The Fiscal Affairs Department of the IMF and the Directorate General for the Taxation and Customs Union held a conference on 23 and 24 February 2015 to discuss the corporate debt bias. This arises from the rule in most tax systems that interest on debt is tax deductible for companies while a dividend paid to an equity shareholder is not a tax deductible expense for the company paying the dividend.

Distortions in taxation systems tend to encourage businesses to finance their activities through debt rather than equity, creating inefficiencies. The experience of the financial crisis has increased concern that tax incentives to take on excessive amounts of debt may contribute to a crisis or make such crises more serious. The IMF Board Paper on Taxation and the Crisis came to the conclusion that the personal and corporate debt bias was not an immediate cause of the crisis but did not help matters.

Attention has also been given to corporate debt bias because interest deductibility has been identified as a significant tool used by multinationals for tax avoidance. Countries with high corporate income tax rates, which include many developing countries, are losing public revenue as a result of tax avoidance by multinationals. Also the “IMF Tax Spillover Paper in 2014” identified debt shifting as a significant element in corporate tax planning. The same line is being followed by the OECD in the action plan on base erosion and profit shifting (BEPS).

The problem of corporate debt bias is however not the same as the profit shifting being examined by the OECD. The OECD is looking mainly at the problem that multinationals can use related party debt to shift profits from one country to another, for example from a high tax to a low tax jurisdiction. This is a problem because of tax avoidance but related party debt does not make the overall group position more risky in terms of financial stability.

The problem of corporate debt bias, however, concerns the amount of third party debt taken on by a company or group. The more highly leveraged a company or group becomes in terms of third party debt the more risk there is of problems for the company during a downturn. The IMF’s Fiscal Affairs Department has been working on empirical studies concerning the impact of corporate debt bias on bank leverage. Also a book entitled “Taxation and Regulation of the Financial Sector” was published in December 2014, edited jointly by staff at the IMF and TAXUD. This looks at issues impacting finance and public finance, such as the issue that countries have capital requirements for banks to encourage equity finance but the tax system gives the banks an incentive to acquire more debt.

Many countries are looking at the issue of corporate debt bias in their own taxation systems. Belgium and Italy have already taken some legislative action to reduce the effects of debt bias by an allowance for corporate equity and other countries such as the US and Germany have introduced restrictions on interest deductibility. The G20 Finance Ministers are intending to discuss the issue of corporate debt bias in their meeting in September 2015.

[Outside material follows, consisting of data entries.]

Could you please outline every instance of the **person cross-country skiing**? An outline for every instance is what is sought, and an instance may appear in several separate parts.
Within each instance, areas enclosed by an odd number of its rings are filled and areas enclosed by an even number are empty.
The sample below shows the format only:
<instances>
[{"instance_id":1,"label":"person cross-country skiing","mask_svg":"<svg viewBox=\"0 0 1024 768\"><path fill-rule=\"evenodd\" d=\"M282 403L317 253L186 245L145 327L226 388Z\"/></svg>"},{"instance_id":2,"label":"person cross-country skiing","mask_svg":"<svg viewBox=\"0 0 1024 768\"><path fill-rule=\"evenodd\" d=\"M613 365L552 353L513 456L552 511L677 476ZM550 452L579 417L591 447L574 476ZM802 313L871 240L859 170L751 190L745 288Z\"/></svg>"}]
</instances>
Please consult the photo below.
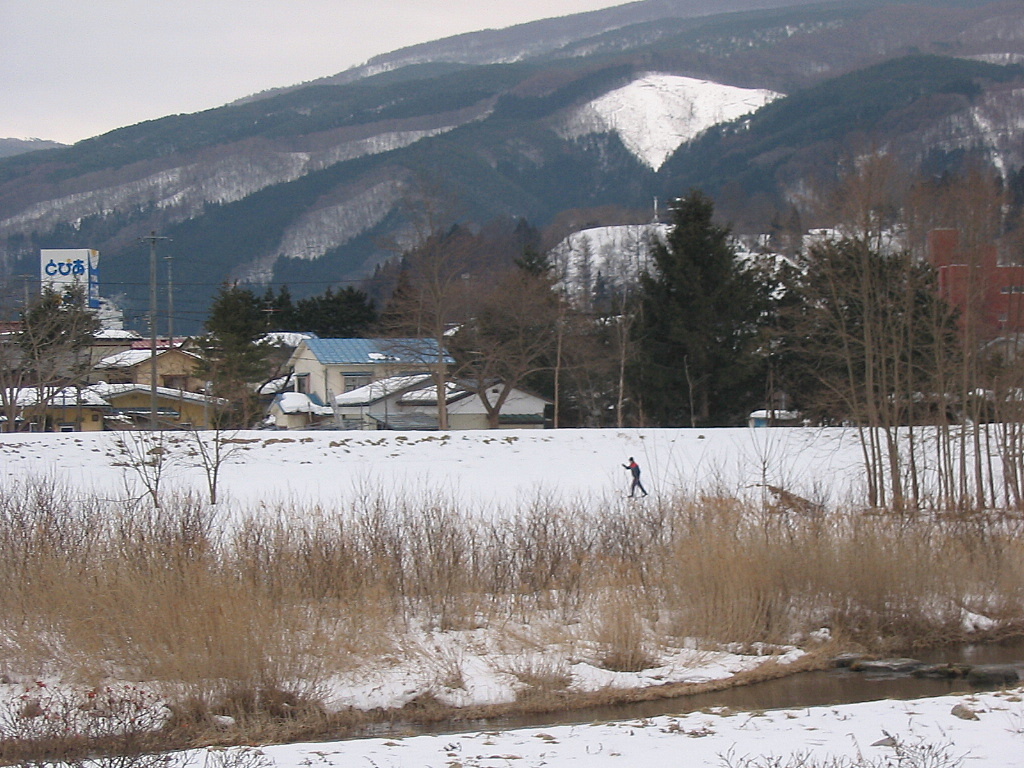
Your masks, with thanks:
<instances>
[{"instance_id":1,"label":"person cross-country skiing","mask_svg":"<svg viewBox=\"0 0 1024 768\"><path fill-rule=\"evenodd\" d=\"M633 461L633 457L630 457L630 463L624 464L624 468L628 469L633 474L633 484L630 486L630 499L636 493L637 488L640 488L640 493L647 496L647 492L644 489L643 484L640 482L640 465Z\"/></svg>"}]
</instances>

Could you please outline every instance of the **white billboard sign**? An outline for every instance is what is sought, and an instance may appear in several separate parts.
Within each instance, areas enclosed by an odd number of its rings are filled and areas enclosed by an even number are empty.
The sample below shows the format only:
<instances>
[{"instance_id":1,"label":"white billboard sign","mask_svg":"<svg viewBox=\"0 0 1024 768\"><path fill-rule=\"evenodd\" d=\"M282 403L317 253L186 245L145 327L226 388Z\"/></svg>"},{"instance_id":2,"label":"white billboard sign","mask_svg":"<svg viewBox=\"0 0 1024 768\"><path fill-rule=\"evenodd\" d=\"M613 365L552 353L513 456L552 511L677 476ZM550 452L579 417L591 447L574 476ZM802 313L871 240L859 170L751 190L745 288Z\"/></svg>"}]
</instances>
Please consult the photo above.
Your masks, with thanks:
<instances>
[{"instance_id":1,"label":"white billboard sign","mask_svg":"<svg viewBox=\"0 0 1024 768\"><path fill-rule=\"evenodd\" d=\"M40 290L65 291L81 287L90 307L99 306L99 251L91 248L51 248L39 252Z\"/></svg>"}]
</instances>

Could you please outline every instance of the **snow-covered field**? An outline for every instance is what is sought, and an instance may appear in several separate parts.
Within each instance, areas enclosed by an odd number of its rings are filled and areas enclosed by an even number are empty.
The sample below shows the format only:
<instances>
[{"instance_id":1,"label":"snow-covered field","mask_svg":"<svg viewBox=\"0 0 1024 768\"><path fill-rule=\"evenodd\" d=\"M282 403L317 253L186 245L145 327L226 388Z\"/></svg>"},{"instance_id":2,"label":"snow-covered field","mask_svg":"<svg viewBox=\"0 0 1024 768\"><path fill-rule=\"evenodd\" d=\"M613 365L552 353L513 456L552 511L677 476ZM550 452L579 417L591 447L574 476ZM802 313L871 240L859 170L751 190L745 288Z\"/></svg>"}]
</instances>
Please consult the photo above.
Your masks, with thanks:
<instances>
[{"instance_id":1,"label":"snow-covered field","mask_svg":"<svg viewBox=\"0 0 1024 768\"><path fill-rule=\"evenodd\" d=\"M198 435L210 439L212 434ZM347 504L380 493L416 498L440 494L474 514L501 514L544 498L594 504L627 494L634 457L653 499L677 492L757 495L774 485L814 501L839 504L860 496L860 450L843 429L558 430L500 432L239 432L221 470L223 506L279 503ZM195 455L197 435L167 434L164 487L205 493L206 473ZM5 486L49 477L88 493L118 498L140 493L138 473L124 450L137 435L115 433L0 435ZM650 501L637 500L636 504ZM424 642L438 643L439 636ZM464 701L503 700L483 640L478 658L461 657ZM431 646L433 647L433 646ZM429 650L429 648L428 648ZM463 652L464 651L460 651ZM794 654L796 655L796 653ZM429 657L429 653L421 658ZM443 660L443 659L441 659ZM493 658L490 660L494 660ZM750 669L758 659L679 649L653 672L629 680L605 671L573 669L580 689L706 680ZM478 674L474 672L478 671ZM395 666L334 681L339 706L400 706L421 690L429 670ZM621 674L621 673L620 673ZM434 675L436 677L436 675ZM2 686L18 695L24 681ZM336 743L267 746L251 766L1024 766L1024 703L1018 690L910 702L768 713L697 713L642 722L558 726L501 733L377 738ZM963 719L963 705L977 719ZM961 714L965 714L961 712ZM878 744L887 735L897 746ZM920 762L900 750L924 750ZM909 754L909 753L906 753ZM203 765L220 757L194 755ZM813 756L796 762L801 755ZM772 763L767 756L779 760ZM853 762L862 756L864 761ZM744 763L746 758L762 762ZM241 760L241 758L239 758ZM961 762L963 759L963 763ZM212 760L212 762L211 762ZM827 762L846 760L847 762ZM874 762L870 762L874 761ZM889 761L889 762L885 762ZM931 761L931 762L928 762ZM195 764L195 762L194 762Z\"/></svg>"},{"instance_id":2,"label":"snow-covered field","mask_svg":"<svg viewBox=\"0 0 1024 768\"><path fill-rule=\"evenodd\" d=\"M954 707L959 715L953 714ZM977 719L964 719L972 716ZM268 746L260 757L263 765L276 768L1016 768L1024 766L1024 705L1017 691L809 710L693 713Z\"/></svg>"},{"instance_id":3,"label":"snow-covered field","mask_svg":"<svg viewBox=\"0 0 1024 768\"><path fill-rule=\"evenodd\" d=\"M119 434L124 437L119 438ZM199 433L200 436L203 436ZM768 483L827 503L861 487L856 435L843 429L604 429L495 432L234 432L221 471L240 504L344 502L368 492L440 493L467 509L542 496L607 499L629 489L635 457L653 494L759 493ZM205 436L209 438L209 434ZM0 434L5 482L48 476L118 493L136 481L119 439L130 433ZM202 489L195 436L168 433L164 482ZM131 447L131 445L129 445Z\"/></svg>"}]
</instances>

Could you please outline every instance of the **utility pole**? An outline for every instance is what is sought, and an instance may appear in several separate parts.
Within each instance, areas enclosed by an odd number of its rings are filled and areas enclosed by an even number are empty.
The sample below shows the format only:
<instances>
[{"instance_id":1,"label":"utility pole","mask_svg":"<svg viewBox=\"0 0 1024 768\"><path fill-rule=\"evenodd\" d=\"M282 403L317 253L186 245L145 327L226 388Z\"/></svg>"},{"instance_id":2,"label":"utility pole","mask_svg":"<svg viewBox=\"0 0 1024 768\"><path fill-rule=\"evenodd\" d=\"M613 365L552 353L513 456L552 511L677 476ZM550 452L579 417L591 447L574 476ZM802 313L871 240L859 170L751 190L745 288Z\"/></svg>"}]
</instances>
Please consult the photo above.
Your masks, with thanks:
<instances>
[{"instance_id":1,"label":"utility pole","mask_svg":"<svg viewBox=\"0 0 1024 768\"><path fill-rule=\"evenodd\" d=\"M171 271L171 261L173 256L165 256L167 262L167 338L171 346L174 346L174 273Z\"/></svg>"},{"instance_id":2,"label":"utility pole","mask_svg":"<svg viewBox=\"0 0 1024 768\"><path fill-rule=\"evenodd\" d=\"M151 231L150 243L150 429L157 429L157 241L170 240Z\"/></svg>"}]
</instances>

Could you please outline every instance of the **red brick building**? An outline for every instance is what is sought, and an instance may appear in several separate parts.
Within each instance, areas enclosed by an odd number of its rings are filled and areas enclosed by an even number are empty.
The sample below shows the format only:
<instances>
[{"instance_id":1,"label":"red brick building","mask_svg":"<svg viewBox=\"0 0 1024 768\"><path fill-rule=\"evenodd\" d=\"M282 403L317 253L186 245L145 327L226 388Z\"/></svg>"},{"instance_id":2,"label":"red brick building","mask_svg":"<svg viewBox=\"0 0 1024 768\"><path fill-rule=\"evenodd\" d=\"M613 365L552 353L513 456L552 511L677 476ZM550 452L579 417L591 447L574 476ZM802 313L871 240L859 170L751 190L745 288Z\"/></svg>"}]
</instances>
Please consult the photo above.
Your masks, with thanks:
<instances>
[{"instance_id":1,"label":"red brick building","mask_svg":"<svg viewBox=\"0 0 1024 768\"><path fill-rule=\"evenodd\" d=\"M1000 265L994 244L967 253L958 230L933 229L928 258L938 272L939 295L961 310L962 324L973 309L983 338L1024 331L1024 266Z\"/></svg>"}]
</instances>

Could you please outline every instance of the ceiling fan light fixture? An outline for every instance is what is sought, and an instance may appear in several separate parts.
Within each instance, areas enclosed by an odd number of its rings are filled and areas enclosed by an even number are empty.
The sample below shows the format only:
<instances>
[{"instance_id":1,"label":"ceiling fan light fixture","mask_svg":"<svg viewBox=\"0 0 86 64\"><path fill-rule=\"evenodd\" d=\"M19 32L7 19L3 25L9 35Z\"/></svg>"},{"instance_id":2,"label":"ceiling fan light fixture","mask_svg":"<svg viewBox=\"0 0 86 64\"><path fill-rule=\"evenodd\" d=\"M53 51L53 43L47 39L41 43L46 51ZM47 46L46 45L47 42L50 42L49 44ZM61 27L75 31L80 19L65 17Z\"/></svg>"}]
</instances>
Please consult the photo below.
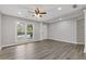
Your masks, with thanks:
<instances>
[{"instance_id":1,"label":"ceiling fan light fixture","mask_svg":"<svg viewBox=\"0 0 86 64\"><path fill-rule=\"evenodd\" d=\"M62 20L62 18L59 18L60 21Z\"/></svg>"},{"instance_id":2,"label":"ceiling fan light fixture","mask_svg":"<svg viewBox=\"0 0 86 64\"><path fill-rule=\"evenodd\" d=\"M60 7L60 8L58 8L58 10L60 11L60 10L62 10L62 8Z\"/></svg>"}]
</instances>

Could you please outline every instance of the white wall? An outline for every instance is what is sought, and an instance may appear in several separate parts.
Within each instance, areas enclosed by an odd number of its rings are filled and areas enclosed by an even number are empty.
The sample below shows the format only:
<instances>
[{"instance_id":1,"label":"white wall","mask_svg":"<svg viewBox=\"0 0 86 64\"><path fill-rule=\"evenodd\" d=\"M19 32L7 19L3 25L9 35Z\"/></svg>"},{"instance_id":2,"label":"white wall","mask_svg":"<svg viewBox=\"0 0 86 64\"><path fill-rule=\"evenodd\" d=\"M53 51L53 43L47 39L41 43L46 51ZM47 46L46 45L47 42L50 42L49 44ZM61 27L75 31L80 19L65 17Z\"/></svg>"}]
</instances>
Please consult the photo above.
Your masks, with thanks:
<instances>
[{"instance_id":1,"label":"white wall","mask_svg":"<svg viewBox=\"0 0 86 64\"><path fill-rule=\"evenodd\" d=\"M84 34L84 28L85 27L85 25L84 25L84 18L82 18L82 20L78 20L77 22L76 22L76 42L77 43L82 43L82 44L84 44L85 43L85 34Z\"/></svg>"},{"instance_id":2,"label":"white wall","mask_svg":"<svg viewBox=\"0 0 86 64\"><path fill-rule=\"evenodd\" d=\"M84 10L84 18L85 18L85 21L84 21L84 25L85 25L85 36L84 36L84 38L85 38L85 48L84 48L84 52L86 53L86 10Z\"/></svg>"},{"instance_id":3,"label":"white wall","mask_svg":"<svg viewBox=\"0 0 86 64\"><path fill-rule=\"evenodd\" d=\"M16 37L16 24L17 22L33 24L34 26L34 38L33 39L17 39ZM41 25L41 26L40 26ZM27 20L17 18L9 15L2 15L2 46L9 46L19 43L21 41L37 41L41 40L40 29L42 29L44 24L37 22L29 22Z\"/></svg>"},{"instance_id":4,"label":"white wall","mask_svg":"<svg viewBox=\"0 0 86 64\"><path fill-rule=\"evenodd\" d=\"M0 13L0 49L1 49L1 13Z\"/></svg>"},{"instance_id":5,"label":"white wall","mask_svg":"<svg viewBox=\"0 0 86 64\"><path fill-rule=\"evenodd\" d=\"M48 38L53 40L76 42L76 21L57 22L48 26Z\"/></svg>"},{"instance_id":6,"label":"white wall","mask_svg":"<svg viewBox=\"0 0 86 64\"><path fill-rule=\"evenodd\" d=\"M2 15L2 43L1 46L15 43L15 18Z\"/></svg>"}]
</instances>

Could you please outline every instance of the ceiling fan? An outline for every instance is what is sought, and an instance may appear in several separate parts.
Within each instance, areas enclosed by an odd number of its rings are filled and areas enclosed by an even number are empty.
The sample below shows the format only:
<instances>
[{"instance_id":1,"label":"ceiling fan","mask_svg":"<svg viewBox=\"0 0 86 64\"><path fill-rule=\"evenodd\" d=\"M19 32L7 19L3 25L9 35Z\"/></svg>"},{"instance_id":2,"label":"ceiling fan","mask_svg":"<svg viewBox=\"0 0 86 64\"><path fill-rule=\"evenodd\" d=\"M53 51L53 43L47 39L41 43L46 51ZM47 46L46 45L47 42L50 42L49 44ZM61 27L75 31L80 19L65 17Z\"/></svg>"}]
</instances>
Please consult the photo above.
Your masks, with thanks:
<instances>
[{"instance_id":1,"label":"ceiling fan","mask_svg":"<svg viewBox=\"0 0 86 64\"><path fill-rule=\"evenodd\" d=\"M37 16L37 17L42 17L44 14L47 14L47 12L41 12L39 8L36 8L34 13L35 14L33 16Z\"/></svg>"}]
</instances>

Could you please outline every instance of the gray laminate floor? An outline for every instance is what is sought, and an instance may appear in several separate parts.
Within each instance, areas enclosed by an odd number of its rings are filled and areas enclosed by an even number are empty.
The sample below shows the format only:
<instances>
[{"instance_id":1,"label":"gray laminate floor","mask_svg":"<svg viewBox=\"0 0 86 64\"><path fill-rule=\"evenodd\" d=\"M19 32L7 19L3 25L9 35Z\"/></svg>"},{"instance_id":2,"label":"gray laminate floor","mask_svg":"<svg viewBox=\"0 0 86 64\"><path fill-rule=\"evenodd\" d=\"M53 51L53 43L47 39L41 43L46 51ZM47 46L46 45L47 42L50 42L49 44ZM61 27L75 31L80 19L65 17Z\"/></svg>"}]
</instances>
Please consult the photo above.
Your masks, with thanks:
<instances>
[{"instance_id":1,"label":"gray laminate floor","mask_svg":"<svg viewBox=\"0 0 86 64\"><path fill-rule=\"evenodd\" d=\"M1 60L84 60L83 44L73 44L53 40L44 40L26 44L3 48Z\"/></svg>"}]
</instances>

Discussions at the conference concerned issues such as the possibility of an allowance for corporate equity to tackle debt bias, and how this could be framed so that there is no loss of tax revenue to the government. There is also the question of how taxes and regulatory provisions shape the structure of financial institutions when it comes to decisions such as the formation of a branch or subsidiary in a particular jurisdiction and in which jurisdictions to locate them. The influence of taxation and regulation on financial stability still requires study and is important for the design of tax policy.